I can’t help thinking about the 1959 post-apocalyptic novel Canticle for Leibovitz, in which a small lineage of monks who survive nuclear holocaust dedicate their lives to preserving the gathered knowledge of civilization. Thousands of years and generations of monks pass, and….wait, I shouldn’t tell the ending! I’ll just say that either a) the preserved cumulative knowledge of Western civilization saves the surviving generations, or b) the knowledge takes the survivors down the same path, leading to the same apocalypse, like a giant civilizational Groundhog’s Day.

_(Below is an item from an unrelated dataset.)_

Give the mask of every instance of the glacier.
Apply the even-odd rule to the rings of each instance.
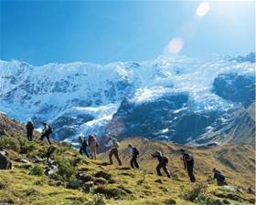
[[[33,120],[37,128],[48,121],[53,124],[56,139],[75,142],[81,133],[106,134],[124,98],[141,104],[168,93],[186,92],[189,108],[195,112],[228,110],[234,103],[212,92],[214,79],[225,73],[254,75],[254,62],[216,55],[203,58],[161,56],[108,65],[32,66],[1,60],[0,110],[23,122]]]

At the end of our conversation, Adrian recommended several other math people I could talk with, and some resources that he uses in his classes to engage students with the climate crisis. One of these, What We Know, is a project of Mario Molina who won the Nobel Prize in 1995 for contributions leading to healing the Ozone layer. The website has interviews with many scientists and smart people. I especially liked this 1 minute video, Brake 4 Climate, which shows a vigorous man riding a mountain bike down a hill.

The voiceover says:

Today’s reality is like we are speeding down a bumpy mountain trail. We need to prepare for changes, and slow down our emissions. Because we’re heading for a blind curve, and the faster we’re going, the greater the risk. But we can adapt and steer around the roughest impacts. And slowing Co2 emissions will lower the risk. The sooner we put the brakes on climate change, the better off we’ll be.